Saturday, March 7, 2009
University of Virginia
An very interesting historical landmark. This University though planned by Thomas Jefferson sits on land that had been a farm owned by The 5th President, President Monroe. Monroe Hill is where his farm house was. The University's corner stone is dated 1819, and is designated as the only University in the world as a World Heritage Site.
The grounds are beautiful, the buildings most unique. A must see. Many historic plaques through out bare the names of students who served in every war. University of Virginia was the first to have a School of Engineering. Unlike other Universities, it remained open through out The Civil War, quite a feat considering the state of Virginia had more battles than any other state. General Custer marched into Charlotesville with his men, camped on the University's grounds for 4 days; but through the efforts of the schools faculty left without bloodshed and substantial damage to the University.
As with many historic buildings fire has damaged parts, and much has been rebuilt. The historic row, where the honor students dorms are; are built into the hillside.
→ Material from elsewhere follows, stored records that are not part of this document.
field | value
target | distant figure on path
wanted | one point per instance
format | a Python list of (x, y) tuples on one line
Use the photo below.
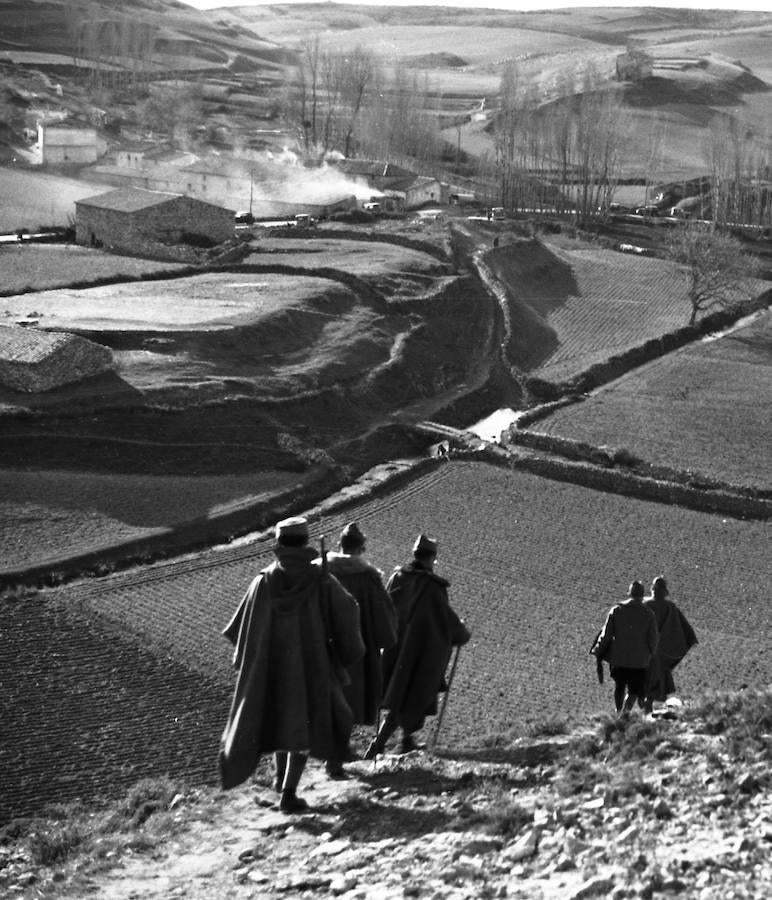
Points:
[(378, 621), (627, 642), (288, 698), (676, 638), (428, 629)]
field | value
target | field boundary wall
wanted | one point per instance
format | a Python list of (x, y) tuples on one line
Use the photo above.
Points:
[(312, 498), (441, 253), (615, 481)]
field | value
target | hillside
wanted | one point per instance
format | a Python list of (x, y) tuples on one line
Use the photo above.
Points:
[(678, 805)]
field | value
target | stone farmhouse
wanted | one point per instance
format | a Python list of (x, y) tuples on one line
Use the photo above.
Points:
[(32, 360), (63, 144), (136, 220)]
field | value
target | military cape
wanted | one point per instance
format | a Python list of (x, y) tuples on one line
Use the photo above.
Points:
[(676, 638), (428, 630), (288, 695), (378, 621)]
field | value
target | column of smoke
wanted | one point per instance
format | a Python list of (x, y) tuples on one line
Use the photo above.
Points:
[(283, 177)]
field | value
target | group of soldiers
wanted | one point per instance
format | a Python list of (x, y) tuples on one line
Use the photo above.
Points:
[(643, 640), (321, 644)]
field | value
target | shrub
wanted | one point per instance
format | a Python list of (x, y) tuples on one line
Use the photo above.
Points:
[(744, 718)]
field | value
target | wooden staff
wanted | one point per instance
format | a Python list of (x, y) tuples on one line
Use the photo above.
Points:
[(445, 698)]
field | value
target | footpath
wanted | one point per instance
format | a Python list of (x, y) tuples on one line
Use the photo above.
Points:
[(650, 807)]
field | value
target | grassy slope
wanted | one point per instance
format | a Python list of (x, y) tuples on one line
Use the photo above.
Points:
[(706, 408), (676, 806), (588, 303)]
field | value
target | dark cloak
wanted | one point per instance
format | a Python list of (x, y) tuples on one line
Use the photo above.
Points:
[(676, 638), (428, 630), (378, 621), (288, 695)]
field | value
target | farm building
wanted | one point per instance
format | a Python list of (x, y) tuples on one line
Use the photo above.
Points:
[(68, 144), (413, 191), (33, 361), (134, 219)]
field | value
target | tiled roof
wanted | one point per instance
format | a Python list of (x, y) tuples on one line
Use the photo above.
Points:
[(24, 345), (127, 199)]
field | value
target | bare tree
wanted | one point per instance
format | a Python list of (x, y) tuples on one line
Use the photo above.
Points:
[(718, 271)]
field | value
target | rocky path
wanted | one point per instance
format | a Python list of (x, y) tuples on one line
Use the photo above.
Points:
[(568, 819)]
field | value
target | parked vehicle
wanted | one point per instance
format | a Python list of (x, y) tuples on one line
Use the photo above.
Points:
[(244, 218)]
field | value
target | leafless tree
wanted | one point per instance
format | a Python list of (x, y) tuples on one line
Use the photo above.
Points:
[(717, 269)]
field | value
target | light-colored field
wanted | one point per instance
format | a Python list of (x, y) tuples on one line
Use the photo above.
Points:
[(707, 408), (475, 45), (84, 512), (41, 266), (211, 302), (29, 199)]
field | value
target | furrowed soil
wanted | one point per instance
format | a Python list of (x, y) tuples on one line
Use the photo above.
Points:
[(707, 408), (142, 677), (255, 376)]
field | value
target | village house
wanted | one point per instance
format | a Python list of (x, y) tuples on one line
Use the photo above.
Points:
[(66, 144), (137, 220), (32, 360), (398, 189)]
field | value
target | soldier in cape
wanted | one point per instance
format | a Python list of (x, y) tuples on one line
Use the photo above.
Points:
[(676, 638), (627, 642), (378, 621), (428, 629), (293, 630)]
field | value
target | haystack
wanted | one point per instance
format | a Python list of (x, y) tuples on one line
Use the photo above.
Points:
[(32, 360)]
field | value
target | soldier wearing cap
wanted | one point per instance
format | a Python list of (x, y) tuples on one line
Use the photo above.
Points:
[(378, 621), (289, 698), (428, 629), (676, 638), (627, 642)]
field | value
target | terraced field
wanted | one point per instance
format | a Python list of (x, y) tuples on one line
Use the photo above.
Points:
[(596, 302), (707, 408), (83, 512), (129, 676)]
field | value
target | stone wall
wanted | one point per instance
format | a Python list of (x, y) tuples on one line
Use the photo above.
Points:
[(33, 361)]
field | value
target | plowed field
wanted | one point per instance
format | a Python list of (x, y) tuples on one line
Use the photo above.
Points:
[(129, 676), (707, 408), (615, 302)]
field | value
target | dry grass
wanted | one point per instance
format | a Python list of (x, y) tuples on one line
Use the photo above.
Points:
[(39, 267)]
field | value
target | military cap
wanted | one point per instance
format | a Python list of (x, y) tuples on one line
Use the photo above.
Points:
[(424, 545), (296, 526), (353, 534)]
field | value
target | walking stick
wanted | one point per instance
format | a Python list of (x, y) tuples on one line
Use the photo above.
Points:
[(445, 698)]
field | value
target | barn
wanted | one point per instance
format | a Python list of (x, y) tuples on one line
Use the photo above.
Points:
[(32, 360), (137, 220), (62, 144)]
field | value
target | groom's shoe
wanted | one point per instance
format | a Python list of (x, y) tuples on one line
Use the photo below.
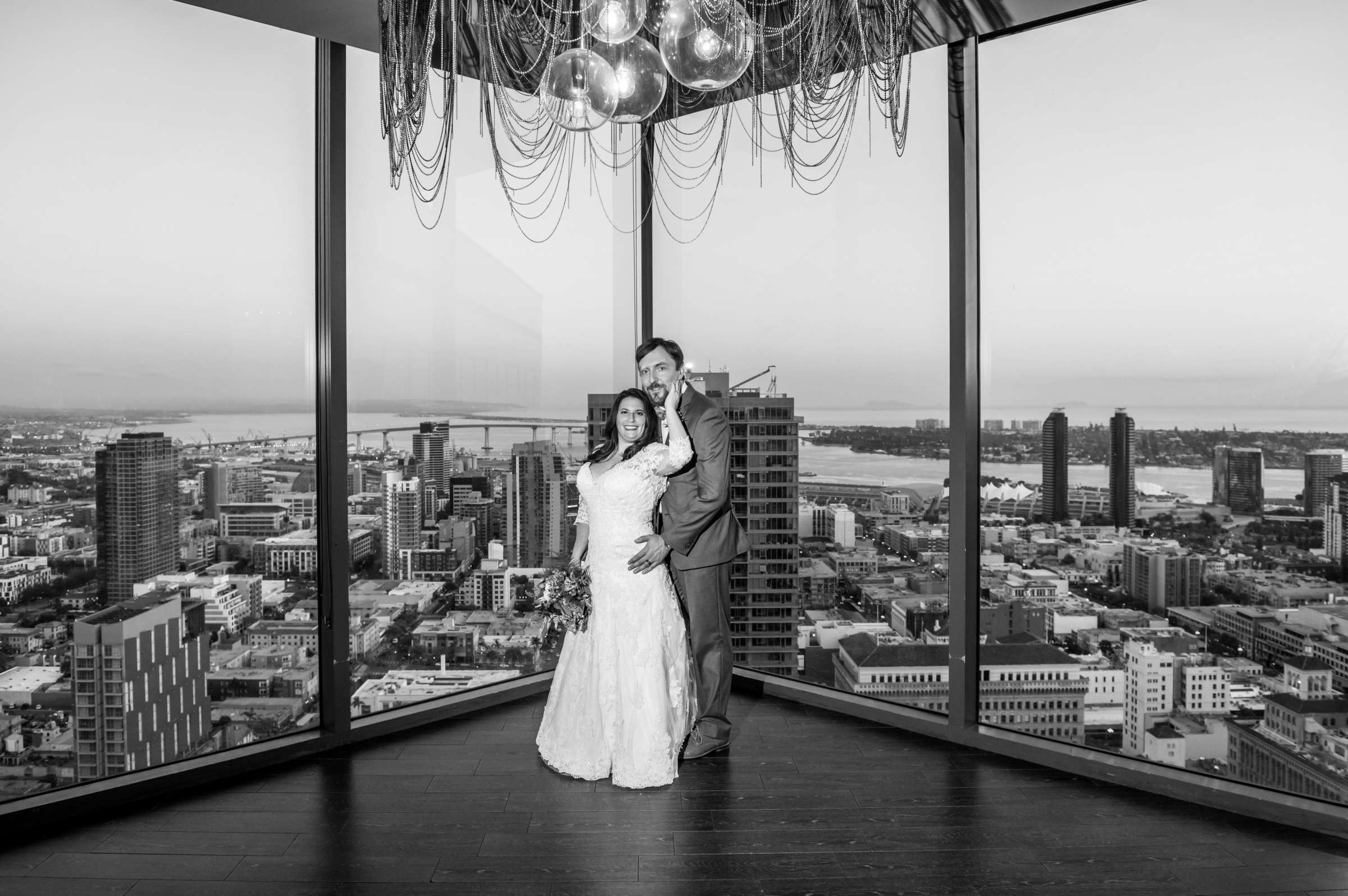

The design of the buildings, shape of windows etc. are very earth friendly.
To walk the grounds feels almost spirtual; soo many great men preceeded us.
A very impressive statue of Thomas Jefferson
The Greek Letters
The Green, currently the dorm area for only the very top students. Living in these quarters is considered quite an honor.
Very beautiful Rotunda.
History comes alive when you visit. Parking on campus streets can be a bit of challenge. Come prepared to walk.